Aunque por inclinación natural y deformación profesional yo estaría consumiendo actualidad todas las horas del día, a veces es necesario descansar del ruido de las noticias y la virulencia del debate. Para darle a la cabeza y los nervios ese benéfico reposo, hace dos o tres años empecé a ver series, casi siempre policiacas y centradas en lo humano más que en lo social o lo político.
Esta semana he encontrado en Netflix una producción belga, 13 Mandamientos. Ambientada en una ciudad de provincias de Flandes, la serie está construida según el modelo de Seven y narra el pulso de la policía con un retador criminal en serie que, mediante el asesinato y la tortura, busca agitar la conciencia de una sociedad cada vez más alejada de los valores tradicionales que él venera.
Pese a que choque con el descanso de lo político que normalmente busco en las series, la vocación justiciera ultraconservadora del malo es, a mi juicio, una columna vertebral narrativa perfectamente creíble y legítima, y 13 Mandamientos me está pareciendo una serie excelente. La trama está admirablemente construida; los personajes, bien hechos e interpretados, y son además lo suficientemente atractivos como para cogerles cariño y familiarizarse con ellos.
Y, sin embargo, 13 Mandamientos logra irritarme constantemente con los detalles, escenas y comentarios de sobreactuación buenista que sus creadores meten con calzador para demostrar su buena voluntad con los inmigrantes, los pobres y los vulnerables y su condena inequívoca de las fuerzas retrógradas conservadoras que envenan nuestra idílica convivencia.
Por ejemplo, exculpando por boca del protagonista y principal personaje positivo al Islam en general de los atropellos de unos pocos fundamentalistas, algo que a los creadores no les parece necesario hacer con el cristianismo integrista al que parece que pertenecen el asesino y sus simpatizantes. O dejando claro sin que venga a cuento o tenga la menor importancia para la trama que la madre drogadicta vecina del protagonista no es una inconsciente sin el menor sentido de la responsabilidad sino una víctima de sus injustas circunstancias económicas. O, por dar un último ejemplo, con la mención totalmente gratuita a las duras condiciones de trabajo de los inmigrantes en los asilos durante una visita de la policía a una residencia de ancianos.

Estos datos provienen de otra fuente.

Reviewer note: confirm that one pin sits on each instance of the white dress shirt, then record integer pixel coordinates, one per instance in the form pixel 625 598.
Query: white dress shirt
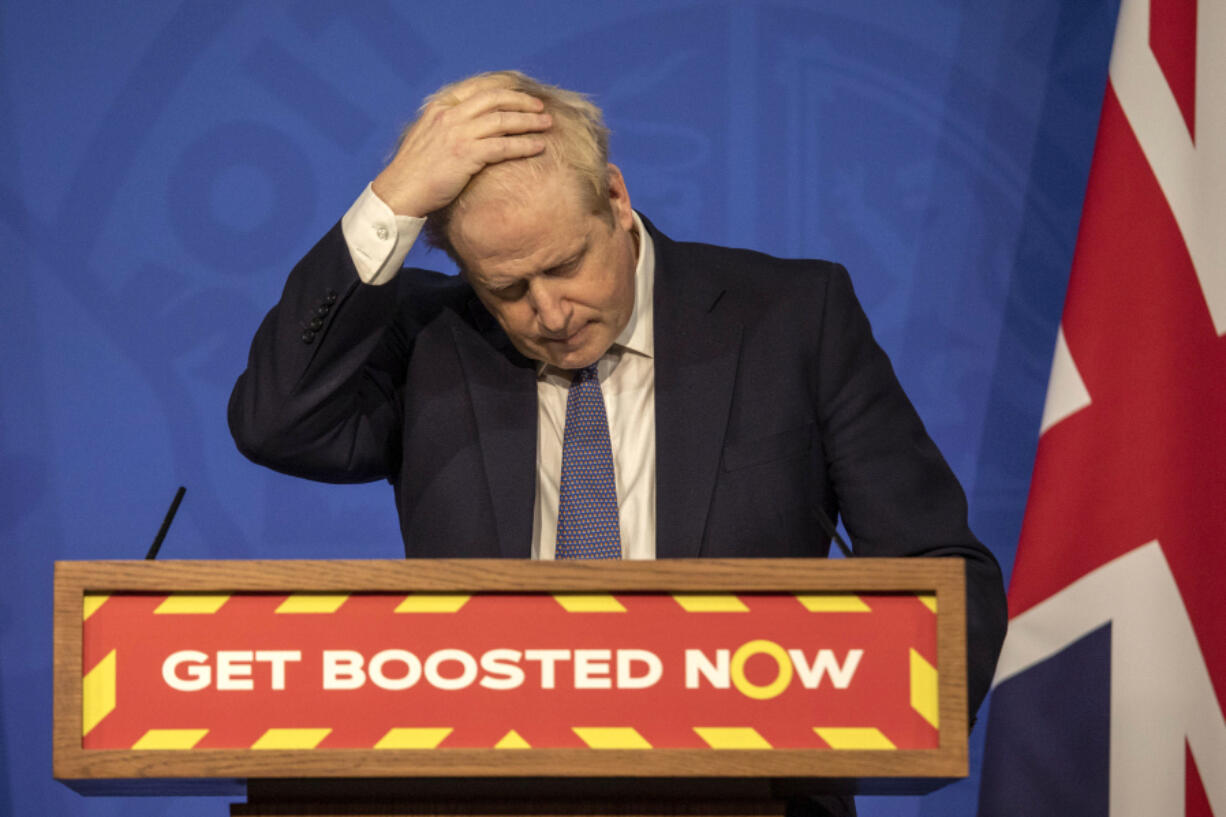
pixel 379 241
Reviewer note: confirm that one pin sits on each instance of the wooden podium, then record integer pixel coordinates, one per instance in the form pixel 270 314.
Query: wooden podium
pixel 503 687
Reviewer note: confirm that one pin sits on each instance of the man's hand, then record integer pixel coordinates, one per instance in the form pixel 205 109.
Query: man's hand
pixel 454 139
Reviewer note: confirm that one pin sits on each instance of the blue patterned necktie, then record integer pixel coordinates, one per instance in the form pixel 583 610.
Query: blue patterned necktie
pixel 587 514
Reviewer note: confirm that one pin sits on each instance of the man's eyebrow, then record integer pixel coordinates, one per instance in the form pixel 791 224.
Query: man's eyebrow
pixel 570 261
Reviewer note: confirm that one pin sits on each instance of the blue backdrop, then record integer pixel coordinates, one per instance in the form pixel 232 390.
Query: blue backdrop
pixel 162 166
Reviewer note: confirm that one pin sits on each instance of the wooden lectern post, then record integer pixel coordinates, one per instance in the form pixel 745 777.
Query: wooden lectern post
pixel 503 687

A esto se le suma el personaje de Marnix, un gordito católico, torpe, bobo, mezquino y sentimental que es el único personaje tajantemente negativo de toda la serie, con el que el guión se ensaña con una crueldad que ni se permite amagar con los personajes que representan a otros grupos sociales que sí están del lado bueno de la Historia.
Hablo aquí de 13 Mandamientos, pero esta manera de tratar a unas minorías y a otras por parte de quienes presumen de tolerantes y abogados de la diversidad es algo común a muchas, por no decir casi todas, producciones de Netflix, como sabrán los lectores que estén abonados a esta plataforma.

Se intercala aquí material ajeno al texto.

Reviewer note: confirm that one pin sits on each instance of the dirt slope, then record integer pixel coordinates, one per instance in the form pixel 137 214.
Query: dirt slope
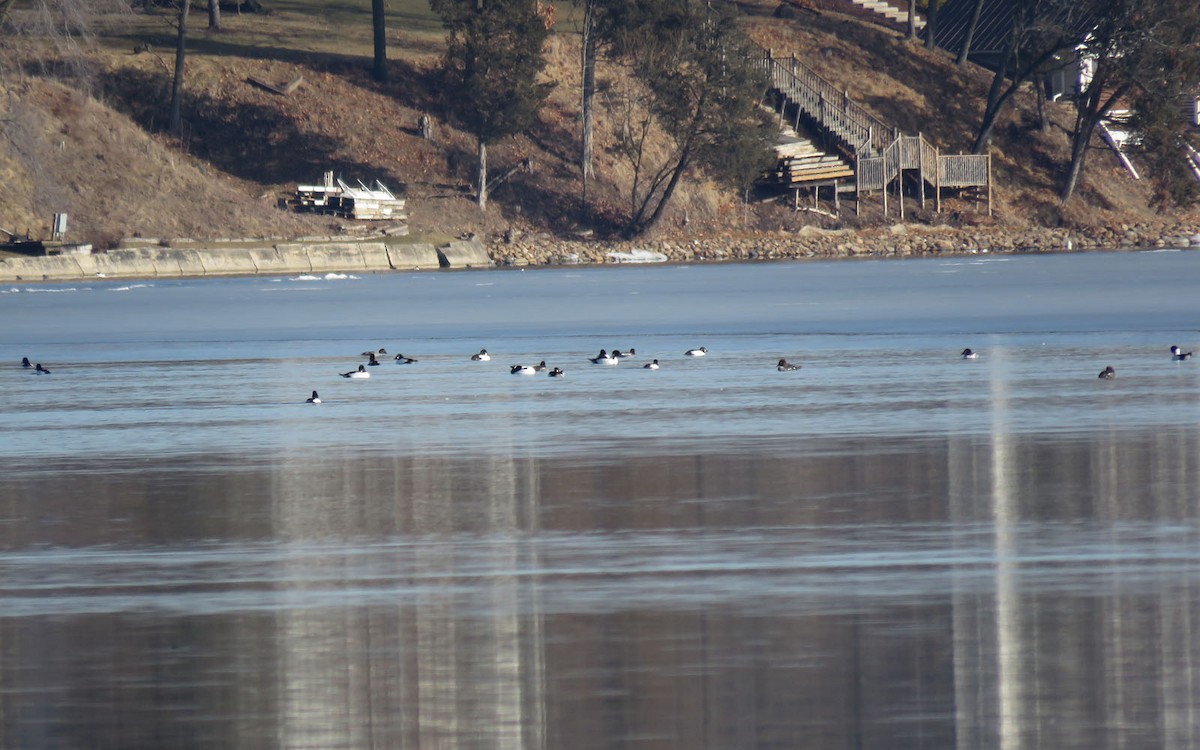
pixel 102 156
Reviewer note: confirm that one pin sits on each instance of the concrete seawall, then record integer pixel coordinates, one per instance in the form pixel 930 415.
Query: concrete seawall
pixel 282 258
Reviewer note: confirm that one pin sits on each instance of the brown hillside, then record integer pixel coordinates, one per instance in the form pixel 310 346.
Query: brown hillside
pixel 102 157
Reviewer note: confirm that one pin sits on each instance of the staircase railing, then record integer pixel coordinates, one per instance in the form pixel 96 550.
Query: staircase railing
pixel 828 105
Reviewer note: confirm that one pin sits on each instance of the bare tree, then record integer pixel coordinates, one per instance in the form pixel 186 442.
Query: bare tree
pixel 69 27
pixel 379 29
pixel 588 91
pixel 1039 33
pixel 965 51
pixel 701 95
pixel 1143 54
pixel 174 121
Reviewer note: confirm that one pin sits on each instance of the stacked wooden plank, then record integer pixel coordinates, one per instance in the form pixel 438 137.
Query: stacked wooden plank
pixel 799 161
pixel 349 202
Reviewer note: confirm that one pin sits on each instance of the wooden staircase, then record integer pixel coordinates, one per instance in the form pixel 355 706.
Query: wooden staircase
pixel 881 155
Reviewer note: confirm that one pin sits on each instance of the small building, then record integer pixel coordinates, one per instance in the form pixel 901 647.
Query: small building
pixel 334 196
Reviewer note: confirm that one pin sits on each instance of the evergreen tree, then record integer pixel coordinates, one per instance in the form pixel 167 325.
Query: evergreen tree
pixel 490 71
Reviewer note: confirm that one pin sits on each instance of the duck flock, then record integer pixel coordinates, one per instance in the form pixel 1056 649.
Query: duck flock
pixel 604 358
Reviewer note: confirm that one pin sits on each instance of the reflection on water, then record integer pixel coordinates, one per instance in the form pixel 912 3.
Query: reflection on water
pixel 888 549
pixel 954 593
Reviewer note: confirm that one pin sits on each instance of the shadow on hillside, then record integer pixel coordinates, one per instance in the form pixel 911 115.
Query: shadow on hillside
pixel 251 142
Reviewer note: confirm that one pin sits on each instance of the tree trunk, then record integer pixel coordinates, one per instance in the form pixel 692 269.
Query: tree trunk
pixel 1078 155
pixel 931 25
pixel 1043 115
pixel 965 51
pixel 379 25
pixel 483 177
pixel 174 123
pixel 588 94
pixel 1093 106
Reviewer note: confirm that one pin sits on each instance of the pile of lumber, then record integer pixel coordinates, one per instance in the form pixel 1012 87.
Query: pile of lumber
pixel 334 196
pixel 799 161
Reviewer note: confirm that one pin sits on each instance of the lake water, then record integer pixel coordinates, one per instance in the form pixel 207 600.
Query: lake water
pixel 891 547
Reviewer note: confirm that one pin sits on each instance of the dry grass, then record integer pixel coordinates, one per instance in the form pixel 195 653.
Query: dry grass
pixel 102 157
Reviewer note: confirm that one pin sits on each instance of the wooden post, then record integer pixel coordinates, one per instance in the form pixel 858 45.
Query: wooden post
pixel 989 185
pixel 885 187
pixel 937 185
pixel 921 167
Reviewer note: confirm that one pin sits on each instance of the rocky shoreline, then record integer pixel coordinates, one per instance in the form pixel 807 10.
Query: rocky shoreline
pixel 898 241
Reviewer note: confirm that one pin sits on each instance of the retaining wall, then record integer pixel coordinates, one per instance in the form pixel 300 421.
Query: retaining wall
pixel 281 258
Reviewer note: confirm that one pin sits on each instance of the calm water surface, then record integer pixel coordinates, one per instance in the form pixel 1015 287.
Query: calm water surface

Es evidente que cada uno hace con su serie lo que quiere, y que Netflix tiene derecho a programar y dejar fuera lo que le venga en gana. Pero con la irritación que me provocan estos detalles que estropean una buena serie y el hartazgo de toda esta beatería invasiva me surgen unas preguntas.

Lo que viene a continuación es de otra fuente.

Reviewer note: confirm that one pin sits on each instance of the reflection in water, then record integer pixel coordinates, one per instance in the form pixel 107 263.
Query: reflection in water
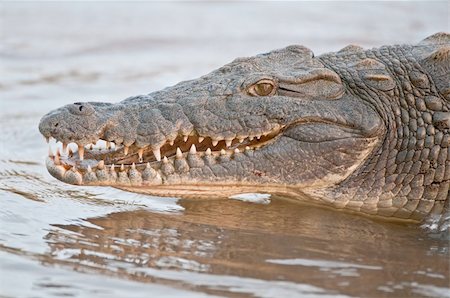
pixel 285 243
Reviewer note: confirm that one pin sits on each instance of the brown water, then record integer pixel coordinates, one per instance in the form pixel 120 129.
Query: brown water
pixel 61 240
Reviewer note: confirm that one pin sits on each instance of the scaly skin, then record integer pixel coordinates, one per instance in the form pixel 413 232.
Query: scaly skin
pixel 364 130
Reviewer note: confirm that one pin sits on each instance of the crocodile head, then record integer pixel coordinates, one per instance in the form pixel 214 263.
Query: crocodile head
pixel 282 122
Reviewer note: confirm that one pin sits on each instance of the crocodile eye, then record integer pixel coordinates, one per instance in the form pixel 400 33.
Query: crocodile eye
pixel 262 88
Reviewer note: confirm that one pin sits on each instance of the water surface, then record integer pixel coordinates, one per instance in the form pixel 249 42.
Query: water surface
pixel 61 240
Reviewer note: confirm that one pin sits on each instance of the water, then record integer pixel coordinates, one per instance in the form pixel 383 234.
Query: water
pixel 61 240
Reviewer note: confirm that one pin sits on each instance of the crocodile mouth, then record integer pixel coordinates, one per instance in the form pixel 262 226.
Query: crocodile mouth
pixel 107 163
pixel 106 155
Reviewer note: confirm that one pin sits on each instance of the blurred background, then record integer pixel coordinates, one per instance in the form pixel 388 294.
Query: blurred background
pixel 59 240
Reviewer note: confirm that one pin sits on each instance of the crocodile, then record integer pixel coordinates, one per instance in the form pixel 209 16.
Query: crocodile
pixel 364 130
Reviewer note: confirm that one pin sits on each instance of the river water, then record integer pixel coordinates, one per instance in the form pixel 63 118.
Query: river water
pixel 60 240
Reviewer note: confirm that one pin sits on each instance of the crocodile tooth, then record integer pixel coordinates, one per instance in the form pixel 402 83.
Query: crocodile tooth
pixel 179 154
pixel 81 152
pixel 193 150
pixel 140 154
pixel 157 154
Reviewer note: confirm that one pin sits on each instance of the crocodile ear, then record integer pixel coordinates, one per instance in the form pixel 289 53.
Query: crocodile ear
pixel 437 64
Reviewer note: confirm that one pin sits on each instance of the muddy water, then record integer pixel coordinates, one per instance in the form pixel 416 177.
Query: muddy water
pixel 60 240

¿Ya no es posible ver una serie sin ser sometido a un bombardeo de la propaganda moralista hegemónica? ¿No quedan directores lo suficientemente seguros de sus sentimientos hacia los inmigrantes o las minorías sexuales como para hacer una película sin esforzarse por dejar claro que no los odian? ¿No merece un católico aunque sea gordo y feo un mínimo de la hipersensibilidad con la que tratan a quienes disfrutan del estatuto de víctima? ¿No se sienten insultados los inmigrantes y las minorías sexuales ante ese paternalismo delicado que les convierte en seres por definición vulnerables y desvalidos?